Chaotic Sanity | Sameera

Creativity rarely follows a straight path. More often, it feels like standing at the bottom of a staircase while a dozen different ideas compete for your attention. It is like a spiral maze of stairs, and I am stuck debating which path to follow. One project asks to be finished, another demands to be started, and somewhere in the background, a new idea insists it’s the one I should pursue instead.

A stack of unfinished projects and a iPhone full of photos can be misleading for the creator’s “work in progress”. It is not progress; it is a big dump of distraction.

We jump between tasks, chase inspiration, and try to do everything at once. In the process, our attention becomes fragmented, and the work that matters most moves forward only in tiny, inconsistent bursts.

The irony is that meaningful progress isn’t built through fragments of energy and cups of coffee. It’s built through consistency.

5 minutes a day vs 30 random minutes once in a blue moon.

Imagine climbing a staircase. You don’t leap from the first step to the twentieth. You place one foot in front of the other, trusting that each step brings you closer to where you want to be. The climb may feel slow, but every step has a purpose.

Creative projects work the same way.

Instead of focusing on the entire journey, focus on the next step. If you’re writing a book, perhaps today’s goal is one page or a set word count. If you’re creating a painting, maybe it’s a quick sketch or palette of colors. If you’re learning a new skill, dedicate time to one technique before moving on. Practice and then move on.

Breaking a large project into smaller milestones transforms an overwhelming goal into a series of achievable victories. Each completed step builds momentum, confidence, and the habit of showing up.

I experiment with different social media challenges; it helps me think outside the box and prevents creative block. For this July, I am juggling World Watercolor Month and ATC Swap, with another challenge starting this Sunday. Specifically for the ATC Swap, I divided the project into five parts: sketch ideas, paint 10 miniatures, label and sign, scan each for art prints, and package the mail by deadline. It helps me feel accomplished when I tackle each part, instead of getting overwhelmed that I need fresh ten ideas and postmark them in next week or so.

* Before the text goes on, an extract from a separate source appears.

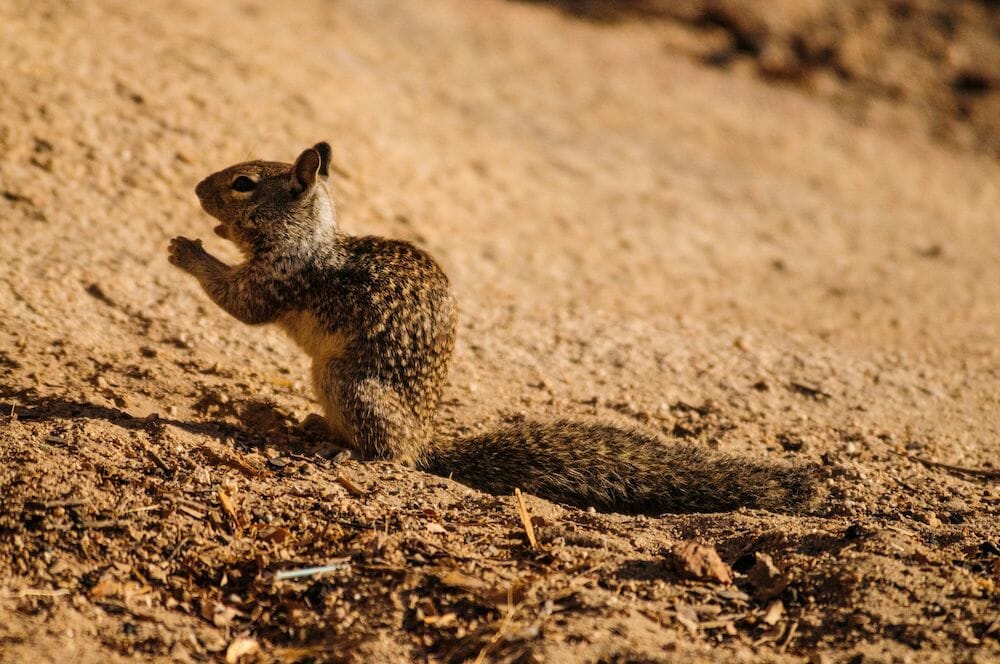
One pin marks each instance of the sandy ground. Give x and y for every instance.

Distractions will always exist. New ideas will continue to appear, and unfinished projects may tempt you to change direction. Rather than trying to silence every competing thought, acknowledge that they exist and gently return your attention to the step you’re on. There will always be another staircase to climb, but you can only stand on one step at a time.

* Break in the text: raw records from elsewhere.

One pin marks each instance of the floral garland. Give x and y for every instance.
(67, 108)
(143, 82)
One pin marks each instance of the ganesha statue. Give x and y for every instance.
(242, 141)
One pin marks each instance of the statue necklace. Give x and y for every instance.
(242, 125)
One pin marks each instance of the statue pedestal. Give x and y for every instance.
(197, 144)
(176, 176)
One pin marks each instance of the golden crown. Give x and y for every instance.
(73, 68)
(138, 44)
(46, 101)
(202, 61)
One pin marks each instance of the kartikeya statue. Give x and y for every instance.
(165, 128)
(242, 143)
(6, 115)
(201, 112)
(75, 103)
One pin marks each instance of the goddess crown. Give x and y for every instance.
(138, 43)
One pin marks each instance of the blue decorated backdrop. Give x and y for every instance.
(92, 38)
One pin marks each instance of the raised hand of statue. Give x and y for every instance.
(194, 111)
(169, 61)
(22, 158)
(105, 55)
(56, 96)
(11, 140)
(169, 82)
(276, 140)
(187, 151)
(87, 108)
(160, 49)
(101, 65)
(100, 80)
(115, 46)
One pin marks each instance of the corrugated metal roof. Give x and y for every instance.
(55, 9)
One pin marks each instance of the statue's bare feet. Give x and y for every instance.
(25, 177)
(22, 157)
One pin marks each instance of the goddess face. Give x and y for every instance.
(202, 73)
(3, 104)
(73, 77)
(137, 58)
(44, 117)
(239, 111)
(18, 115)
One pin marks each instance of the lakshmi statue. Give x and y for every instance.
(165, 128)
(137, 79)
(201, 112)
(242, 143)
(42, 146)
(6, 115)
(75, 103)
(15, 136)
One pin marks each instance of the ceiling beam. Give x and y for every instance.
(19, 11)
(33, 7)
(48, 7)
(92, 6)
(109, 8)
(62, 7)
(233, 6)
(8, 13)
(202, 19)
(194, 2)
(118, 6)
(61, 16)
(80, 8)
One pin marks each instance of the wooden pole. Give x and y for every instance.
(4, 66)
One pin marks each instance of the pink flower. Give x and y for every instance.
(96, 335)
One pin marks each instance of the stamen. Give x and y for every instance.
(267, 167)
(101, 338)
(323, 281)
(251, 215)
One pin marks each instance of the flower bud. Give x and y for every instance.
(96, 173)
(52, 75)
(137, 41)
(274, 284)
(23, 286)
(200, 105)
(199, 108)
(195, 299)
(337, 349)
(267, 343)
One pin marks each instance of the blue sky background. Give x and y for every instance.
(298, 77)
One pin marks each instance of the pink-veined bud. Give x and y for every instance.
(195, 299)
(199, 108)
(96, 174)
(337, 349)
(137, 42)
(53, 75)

A list or some kind of chart truly helps me stay focused.

Progress isn’t measured by how busy you are. It’s measured by how many finished projects I have listed on social platforms.

At the end of the day, success is rarely the result of one extraordinary burst of effort. More often, it’s the accumulation of hundreds of ordinary days where you chose to keep climbing.

Stay consistent. Stay focused. Pace yourself.
One step may not seem like much today, but over time, those small, steady steps become the journey itself—and eventually, they lead you exactly where you hoped to go.


Author’s Note: The ideas, reflections, and perspectives expressed here are my own. This piece began with my original writing and was refined with AI assistance to help elaborate on and polish certain sections while maintaining my voice and message.